La memoria, questa sconosciuta
Facciamo i conti con la memoria, in questi giorni. Soprattutto per il “Giorno della memoria”, quel 27 gennaio che ha il merito di farci tornare con il pensiero alla Shoah e il demerito di permettere a molti di noi di pensarci solo per poche ore all’anno. Certo, potrebbe anche andare peggio, considerato che negazionisti e revisionisti ormai spopolano, ottenendo spesso uno spazio e un ascolto spropositati. Ma il fatto resta: fatichiamo sempre a confrontarci con il nostro ieri. A volte adducendo la scusa della vicinanza: è passato troppo poco tempo. Altre volte perché molti sguazzano nell’oblio, che è il male sottile di un tempo che non solo non sa fare i conti col passato, ma tende proprio ad ignorarlo bellamente. Eppure le vittime dell’Olocausto sono ancora davanti ai nostri occhi: in foto, in immagini, in articoli, in libri, in film, in dibattiti, in frammenti di ricordi che appartengono a quasi ogni famiglia. «Se comprendere è impossibile - scriveva Primo Levi - conoscere è necessario». «Auschwitz - aggiungeva con una frase che mette i brividi anche se letta oggi - è fuori di noi, ma è intorno a noi. La peste si è spenta, ma l’infezione serpeggia».
Ma facciamo (male) i conti con la memoria, anche quando parliamo del governo guidato dal dimissionario Conte: scopriamo infatti con un candore prossimo all’ingenuità l’esistenza dei voltagabbana in Parlamento. Come se Bruto e molti altri cospiratori, traditori e professionisti del giro di valzer a tempo di record non avessero già percorso e ripercorso, modificandola, la storia. A colpire, semmai, è che a cercare alla Camera e al Senato i voltagabbana siano coloro che hanno costruito il loro successo sui «vaffa», sui «mai più», sull’«apriremo il Palazzo come una scatoletta di tonno» e su una diversità che è sempre presunta. L’ultima versione, infatti, è: accettiamo tutti, purché non siano indagati. Non è dunque una colpa pensarla diversamente. Il peccato originale c’è solo se si finisce in un’inchiesta, cosa che fra l’altro succede quasi ogni giorno, in Italia. Ancora una volta chi solleva un problema viene espulso e si creano maggioranze contro qualcuno (ieri i pericolosi comunisti, poi i terribili fascisti, oggi prima un Matteo e poi l’altro). Nessuno che si ricordi che ogni scena è già vista. Rispuntano persino i rinoceronti della politica del rancore: se serve un voto “contro”, c’è spazio per tutti, anche se arrivano direttamente dal museo delle cere. Peccato che l’Italia abbia bisogno di ripartire: “con” delle idee, “con” i cittadini che faticano ad arrivare alla fine del mese e a capire questa ennesima crisi, “con” dei programmi che siano fatti per far rivivere il Paese e non per far sopravvivere il governo e il parlamento.
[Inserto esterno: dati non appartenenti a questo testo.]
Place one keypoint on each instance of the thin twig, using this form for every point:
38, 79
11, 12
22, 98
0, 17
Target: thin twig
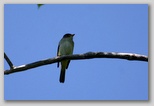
8, 61
88, 55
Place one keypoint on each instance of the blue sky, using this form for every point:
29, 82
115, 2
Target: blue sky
32, 34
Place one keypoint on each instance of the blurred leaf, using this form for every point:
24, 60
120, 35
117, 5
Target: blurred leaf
39, 5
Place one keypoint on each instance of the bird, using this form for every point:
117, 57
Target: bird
65, 47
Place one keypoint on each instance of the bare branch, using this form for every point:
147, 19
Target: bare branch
88, 55
8, 61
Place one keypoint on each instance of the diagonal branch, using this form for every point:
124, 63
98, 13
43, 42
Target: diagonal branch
88, 55
8, 61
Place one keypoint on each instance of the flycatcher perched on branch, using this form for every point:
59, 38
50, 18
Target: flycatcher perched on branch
65, 47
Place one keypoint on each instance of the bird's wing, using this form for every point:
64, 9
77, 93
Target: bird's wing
67, 64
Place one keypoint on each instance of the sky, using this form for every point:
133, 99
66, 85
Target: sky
32, 34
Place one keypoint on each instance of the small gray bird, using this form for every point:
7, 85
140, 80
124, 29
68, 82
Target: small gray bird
65, 47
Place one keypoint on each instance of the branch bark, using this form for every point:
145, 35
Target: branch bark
8, 61
88, 55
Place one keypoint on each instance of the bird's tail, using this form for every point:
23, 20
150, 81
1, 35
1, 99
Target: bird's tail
62, 75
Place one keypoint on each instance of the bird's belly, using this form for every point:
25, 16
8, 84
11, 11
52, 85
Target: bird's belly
66, 49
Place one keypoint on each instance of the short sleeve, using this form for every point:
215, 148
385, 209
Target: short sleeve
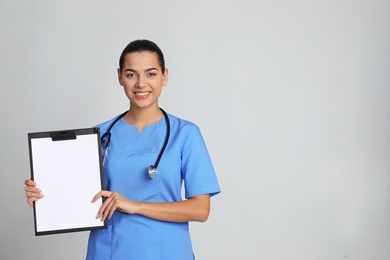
197, 169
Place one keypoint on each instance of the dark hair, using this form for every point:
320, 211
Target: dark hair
142, 45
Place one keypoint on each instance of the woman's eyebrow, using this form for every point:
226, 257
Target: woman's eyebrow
147, 70
150, 69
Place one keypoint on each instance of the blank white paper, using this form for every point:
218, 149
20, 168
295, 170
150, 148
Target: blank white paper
68, 174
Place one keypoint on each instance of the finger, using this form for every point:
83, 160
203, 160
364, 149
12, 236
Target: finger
110, 208
103, 207
30, 183
32, 189
102, 193
30, 200
34, 195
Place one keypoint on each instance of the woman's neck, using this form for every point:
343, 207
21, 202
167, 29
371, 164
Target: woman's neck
141, 117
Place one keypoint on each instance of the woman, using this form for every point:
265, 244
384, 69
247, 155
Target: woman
147, 218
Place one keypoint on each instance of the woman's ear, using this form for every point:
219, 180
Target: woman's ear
120, 77
165, 77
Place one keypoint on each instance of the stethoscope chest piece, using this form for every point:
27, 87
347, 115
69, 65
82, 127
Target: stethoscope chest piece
152, 171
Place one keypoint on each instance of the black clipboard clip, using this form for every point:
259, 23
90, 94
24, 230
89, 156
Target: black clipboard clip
63, 135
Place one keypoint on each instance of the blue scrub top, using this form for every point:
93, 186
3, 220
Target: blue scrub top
185, 160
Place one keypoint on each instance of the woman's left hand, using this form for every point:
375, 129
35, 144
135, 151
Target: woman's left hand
114, 201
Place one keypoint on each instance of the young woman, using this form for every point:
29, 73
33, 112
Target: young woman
147, 218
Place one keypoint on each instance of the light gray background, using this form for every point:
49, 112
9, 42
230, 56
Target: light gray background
292, 98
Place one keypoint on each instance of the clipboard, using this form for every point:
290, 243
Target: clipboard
67, 167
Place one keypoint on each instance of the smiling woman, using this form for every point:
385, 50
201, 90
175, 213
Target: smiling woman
148, 218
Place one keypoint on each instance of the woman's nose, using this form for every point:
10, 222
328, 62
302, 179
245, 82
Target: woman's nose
141, 81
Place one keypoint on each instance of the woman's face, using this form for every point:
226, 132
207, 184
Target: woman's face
142, 78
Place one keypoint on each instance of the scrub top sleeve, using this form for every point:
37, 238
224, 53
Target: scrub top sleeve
197, 169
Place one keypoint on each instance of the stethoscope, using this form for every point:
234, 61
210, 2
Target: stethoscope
152, 169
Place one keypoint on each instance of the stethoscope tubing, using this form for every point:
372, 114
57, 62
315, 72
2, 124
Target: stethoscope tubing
152, 169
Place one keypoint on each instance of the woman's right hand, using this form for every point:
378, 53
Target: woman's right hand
32, 192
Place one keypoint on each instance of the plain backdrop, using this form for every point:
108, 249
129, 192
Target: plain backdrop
292, 98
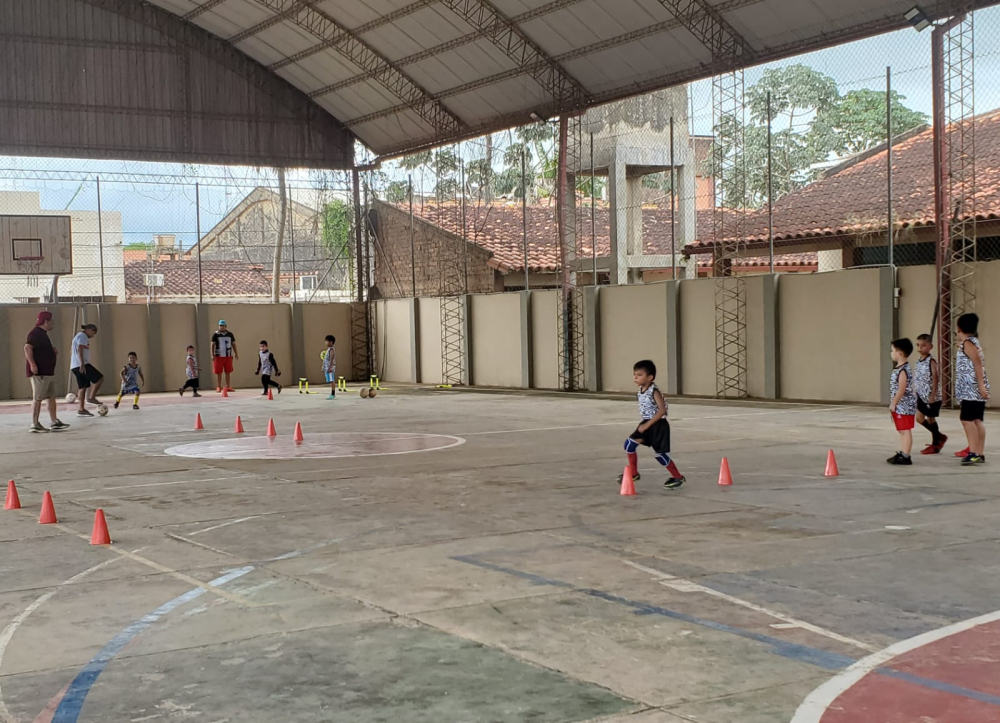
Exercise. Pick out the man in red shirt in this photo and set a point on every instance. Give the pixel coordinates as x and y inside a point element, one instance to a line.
<point>40,366</point>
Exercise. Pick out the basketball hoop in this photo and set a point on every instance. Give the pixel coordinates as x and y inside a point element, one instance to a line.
<point>30,266</point>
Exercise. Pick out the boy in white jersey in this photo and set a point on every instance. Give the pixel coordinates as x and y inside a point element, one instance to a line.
<point>131,376</point>
<point>267,367</point>
<point>654,430</point>
<point>927,385</point>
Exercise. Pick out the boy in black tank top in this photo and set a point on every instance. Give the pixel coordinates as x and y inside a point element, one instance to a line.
<point>654,430</point>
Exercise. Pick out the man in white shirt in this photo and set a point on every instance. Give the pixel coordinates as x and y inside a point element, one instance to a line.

E la vita, intanto, se ne va tragicamente insieme alla memoria: perché continua a morire la generazione che ci ha preceduto. Il covid si porta via loro e i loro pensieri, i loro ricordi. Il vaccino non serve per salvare solo loro e noi, ma anche per dare a un senso a ciò che siamo diventati grazie a loro. La memoria ha bisogno di testimoni.